Agency agreements, unlike distributorship agreements, do not give rise to competition law issues. Correct?

The answer is largely so in the case of “genuine” agency agreements, that is where the agent bears no, or only insignificant, financial and commercial risk. 

Guidance provided by the European Commission explains that risks related to the provision of agency services in general by the agent, including the risk of the income of the agent being dependent on his success, are not material for assessing the effect of competition law on the agreement.  

In the case of “genuine” agency agreements, the agent lacks independence from the principal and he is treated as part of the same economic entity. In such a situation, no competition law issues arise and the principal can:

  • freely set the price and conditions on which the agent must sell or buy the goods or services;
  • impose limits on the territory in which the agent may sell the goods or services; and
  • impose limits on the customers to whom the agent may sell the goods or services.  

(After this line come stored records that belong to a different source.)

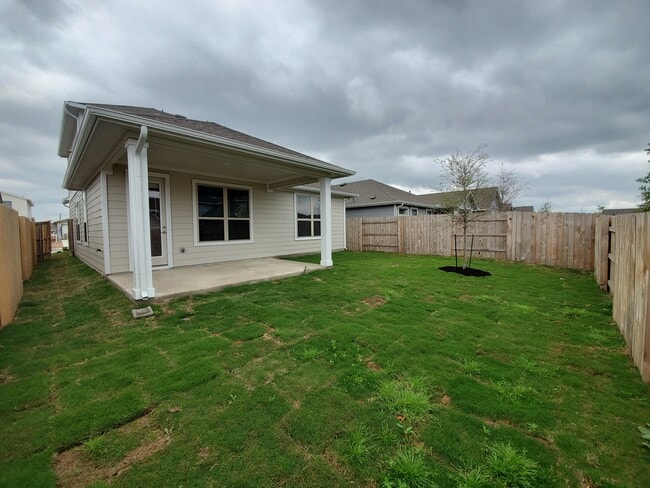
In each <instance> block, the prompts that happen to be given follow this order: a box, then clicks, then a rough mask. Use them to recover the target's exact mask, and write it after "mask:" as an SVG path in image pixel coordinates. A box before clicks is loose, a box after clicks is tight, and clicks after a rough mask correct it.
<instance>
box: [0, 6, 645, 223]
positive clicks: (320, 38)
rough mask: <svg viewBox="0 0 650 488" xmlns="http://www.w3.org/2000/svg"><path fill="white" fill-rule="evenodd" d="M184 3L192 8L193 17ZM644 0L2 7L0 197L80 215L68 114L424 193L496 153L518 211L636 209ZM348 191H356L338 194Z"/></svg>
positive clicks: (48, 211)
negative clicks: (483, 152)
mask: <svg viewBox="0 0 650 488" xmlns="http://www.w3.org/2000/svg"><path fill="white" fill-rule="evenodd" d="M181 5H182V6H181ZM648 7H649V5H648V3H647V0H639V1H627V0H621V1H618V2H612V1H594V0H585V1H578V0H571V1H560V0H558V1H555V0H545V1H530V2H524V1H519V0H512V1H489V2H488V1H482V0H476V1H463V0H444V1H443V0H439V1H435V0H423V1H408V0H405V1H399V2H398V1H380V0H364V1H361V0H358V1H355V0H344V1H337V0H322V1H318V0H305V1H290V0H281V1H280V0H278V1H264V0H251V1H243V0H242V1H237V0H230V1H229V0H219V1H214V0H205V1H193V0H187V1H185V2H182V3H181V2H176V1H163V0H155V1H154V0H138V1H134V0H110V1H102V2H100V1H93V0H79V1H74V0H71V1H65V0H63V1H57V0H23V1H16V0H0V189H2V190H3V191H7V192H10V193H15V194H19V195H25V196H27V197H29V198H31V199H32V200H33V201H34V204H35V208H34V216H35V218H36V219H38V220H44V219H55V218H58V216H59V213H62V214H64V215H65V214H66V213H67V209H66V208H65V207H63V206H62V205H61V204H60V201H61V199H62V198H63V197H64V196H66V194H67V193H66V191H65V190H63V189H61V182H62V179H63V174H64V171H65V167H66V160H65V159H62V158H59V157H58V156H57V155H56V150H57V144H58V137H59V130H60V123H61V114H62V108H63V102H64V100H74V101H81V102H96V103H113V104H128V105H138V106H146V107H153V108H158V109H162V110H165V111H168V112H172V113H180V114H183V115H186V116H187V117H190V118H195V119H200V120H211V121H214V122H218V123H220V124H223V125H226V126H228V127H231V128H233V129H236V130H240V131H242V132H246V133H248V134H251V135H254V136H257V137H260V138H262V139H266V140H269V141H271V142H274V143H277V144H280V145H283V146H286V147H289V148H291V149H295V150H297V151H301V152H303V153H306V154H308V155H311V156H314V157H317V158H320V159H323V160H325V161H328V162H331V163H334V164H337V165H340V166H344V167H346V168H350V169H352V170H355V171H356V172H357V175H356V176H355V177H353V178H350V179H349V180H355V179H365V178H374V179H376V180H379V181H382V182H384V183H388V184H393V185H396V186H399V187H401V188H406V189H412V190H413V191H414V192H420V191H422V192H424V191H431V190H438V189H440V188H441V187H442V184H443V182H442V181H441V178H440V168H439V166H437V165H436V164H435V163H434V160H436V159H437V158H444V157H446V156H448V155H449V153H451V152H454V151H456V150H460V151H463V152H467V151H471V150H473V149H474V148H475V147H476V146H477V145H479V144H481V143H488V144H489V146H488V149H487V152H488V153H489V154H490V156H491V159H492V162H491V163H490V165H489V167H488V169H489V170H491V171H492V172H496V171H497V170H498V168H499V165H500V164H501V163H503V165H504V167H505V168H506V169H516V170H517V171H518V173H519V175H520V176H521V177H522V179H524V180H526V181H527V182H528V183H529V185H530V190H529V191H528V193H527V194H526V195H525V196H523V197H521V198H519V199H518V201H516V202H515V203H516V204H520V205H534V206H535V207H536V208H539V207H540V206H541V205H542V204H543V203H544V202H545V201H546V200H547V199H548V200H550V202H551V205H552V208H553V210H562V211H577V212H580V211H595V210H596V207H597V206H598V205H605V206H607V207H608V208H616V207H629V206H635V205H637V204H638V203H640V199H639V196H638V194H639V191H638V183H636V182H635V179H636V178H639V177H641V176H644V175H645V174H646V173H647V172H648V171H649V170H650V165H649V164H648V163H647V159H648V158H647V156H646V155H645V153H644V148H645V147H646V145H647V144H648V143H649V142H650V27H648V23H647V18H648V12H649V10H648ZM337 182H341V181H337Z"/></svg>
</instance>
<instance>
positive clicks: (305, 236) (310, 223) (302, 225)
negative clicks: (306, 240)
mask: <svg viewBox="0 0 650 488" xmlns="http://www.w3.org/2000/svg"><path fill="white" fill-rule="evenodd" d="M298 237H311V222H310V221H309V220H299V221H298Z"/></svg>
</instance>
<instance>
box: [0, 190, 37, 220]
mask: <svg viewBox="0 0 650 488" xmlns="http://www.w3.org/2000/svg"><path fill="white" fill-rule="evenodd" d="M0 195H2V200H3V201H4V202H5V204H8V203H9V202H11V204H10V205H11V208H13V209H14V210H15V211H16V212H18V215H20V216H21V217H27V218H28V219H31V218H32V207H31V206H30V205H29V204H28V203H27V199H26V198H22V197H18V196H16V195H10V194H8V193H2V192H0ZM7 206H9V205H7Z"/></svg>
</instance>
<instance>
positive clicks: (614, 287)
mask: <svg viewBox="0 0 650 488" xmlns="http://www.w3.org/2000/svg"><path fill="white" fill-rule="evenodd" d="M649 234H650V213H649V212H646V213H643V214H641V213H639V214H628V215H615V216H611V217H610V216H606V215H602V216H599V217H598V218H597V221H596V249H595V256H596V259H595V263H594V276H595V278H596V282H597V283H598V284H599V285H600V287H601V288H603V289H605V290H608V291H609V292H610V293H611V294H612V298H613V302H614V307H613V314H612V315H613V318H614V321H615V322H616V323H617V324H618V328H619V329H620V331H621V334H622V335H623V337H624V338H625V342H626V343H627V346H628V348H629V349H630V355H631V356H632V359H633V360H634V363H635V364H636V366H637V368H639V371H640V372H641V377H642V378H643V380H644V381H650V235H649Z"/></svg>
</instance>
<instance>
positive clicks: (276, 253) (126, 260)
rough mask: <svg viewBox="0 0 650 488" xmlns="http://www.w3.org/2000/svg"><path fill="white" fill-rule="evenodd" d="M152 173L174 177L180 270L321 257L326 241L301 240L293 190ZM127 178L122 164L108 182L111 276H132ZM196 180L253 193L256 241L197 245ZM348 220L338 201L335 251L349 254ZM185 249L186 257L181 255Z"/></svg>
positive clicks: (115, 166) (171, 221) (170, 194)
mask: <svg viewBox="0 0 650 488" xmlns="http://www.w3.org/2000/svg"><path fill="white" fill-rule="evenodd" d="M150 171H151V172H154V173H160V174H166V175H169V187H170V188H169V190H170V192H169V193H170V195H171V229H168V231H171V235H172V247H171V249H168V250H167V252H168V254H169V255H170V256H171V257H172V259H173V264H174V267H178V266H193V265H200V264H207V263H217V262H223V261H233V260H238V259H251V258H258V257H271V256H287V255H292V254H308V253H318V252H320V246H321V240H320V238H303V239H297V238H296V213H295V212H296V211H295V197H294V195H295V193H294V192H293V191H274V192H267V191H266V187H265V186H264V185H260V184H251V183H247V182H245V181H233V180H225V179H218V178H210V177H206V176H193V175H189V174H184V173H176V172H169V171H162V170H157V169H156V168H155V167H150ZM126 179H127V178H126V174H125V167H124V166H120V165H116V166H115V167H114V169H113V174H112V175H108V176H107V180H106V181H107V191H108V215H109V219H110V220H109V238H110V258H111V273H120V272H127V271H129V252H128V235H127V191H126ZM193 180H200V181H208V182H210V181H213V182H215V183H221V184H224V185H228V184H231V185H237V186H245V187H250V188H251V200H252V202H251V203H252V205H251V209H252V213H251V215H252V227H251V229H252V233H251V235H252V239H251V242H237V241H234V242H229V243H218V244H211V245H200V246H195V245H194V226H195V222H194V214H193V201H192V198H193V195H192V190H193ZM299 193H307V192H299ZM344 215H345V203H344V199H343V198H339V197H336V196H334V197H333V198H332V249H333V250H341V249H345V246H346V243H345V217H344ZM100 247H101V246H100ZM181 248H182V249H184V252H181ZM97 254H99V253H97Z"/></svg>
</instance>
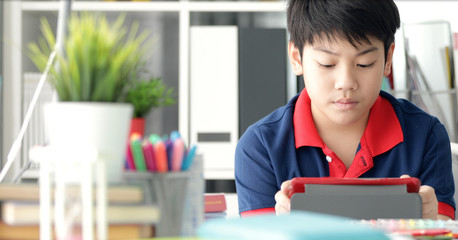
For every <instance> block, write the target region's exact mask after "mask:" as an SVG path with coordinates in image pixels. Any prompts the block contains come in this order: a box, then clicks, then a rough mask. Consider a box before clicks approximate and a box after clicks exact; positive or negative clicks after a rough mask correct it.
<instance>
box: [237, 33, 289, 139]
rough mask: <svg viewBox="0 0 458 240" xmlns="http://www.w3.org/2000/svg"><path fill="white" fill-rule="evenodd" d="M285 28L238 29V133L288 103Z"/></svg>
mask: <svg viewBox="0 0 458 240" xmlns="http://www.w3.org/2000/svg"><path fill="white" fill-rule="evenodd" d="M286 38H287V35H286V29H283V28H240V29H239V135H240V136H242V134H243V133H244V132H245V130H246V129H247V128H248V127H249V126H250V125H251V124H253V123H255V122H256V121H258V120H259V119H261V118H263V117H265V116H266V115H268V114H269V113H271V112H272V111H273V110H275V109H276V108H278V107H281V106H283V105H285V104H286V101H287V96H286V82H287V81H286V77H287V70H286V67H287V59H288V56H287V46H288V45H287V42H286Z"/></svg>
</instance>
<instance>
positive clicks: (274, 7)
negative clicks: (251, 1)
mask: <svg viewBox="0 0 458 240" xmlns="http://www.w3.org/2000/svg"><path fill="white" fill-rule="evenodd" d="M21 8H22V10H23V11H57V10H58V9H59V2H55V1H41V2H35V1H24V2H22V3H21ZM285 9H286V2H285V1H278V2H248V1H243V2H229V1H221V2H210V1H199V2H189V1H177V2H166V1H159V2H135V3H133V2H93V1H74V2H73V3H72V10H75V11H105V12H111V11H115V12H118V11H122V12H155V11H157V12H179V11H189V12H284V11H285Z"/></svg>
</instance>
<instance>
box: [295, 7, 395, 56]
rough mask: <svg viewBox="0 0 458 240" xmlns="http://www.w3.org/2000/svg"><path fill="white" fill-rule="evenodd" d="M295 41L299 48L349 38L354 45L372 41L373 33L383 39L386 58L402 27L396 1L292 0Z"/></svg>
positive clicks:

However, an agency agreement will not be qualified as “genuine” and competition law issues may arise if, for example, title to the contract goods bought or sold vests in the agent at any time, or the agent himself supplies the services. Furthermore, if the agent contributes to the costs relating to the supply or purchase of the goods or services, or undertakes responsibility towards third parties for damage caused by the particular product sold, these factors also indicate that the agreement is not “genuine”. 

True and false 
However, agency agreements often contain provisions in respect of exclusivity as well as non-compete restrictions. Despite being contained within a “genuine” agreement, the European Court has decided that these restrictions might, in fact, still give rise to competition law issues to the extent that they “entail locking up the market concerned”. Such competition concerns arise because, when agreeing these restrictions, the two parties are acting independently of each other and are not treated as one entity. 

A foreclosure effect on the relevant market will infringe competition law where, for example, it prevents potential entrants to the market and softens competition. However, under an exemption to the competition law regime, this will only be the case where at least one party to the agreement holds a large share of the relevant market for which the products are bought or sold. Accordingly, where any such restrictive provisions are included in an agency agreement, the parties need to consider how they can avoid falling foul of competition law.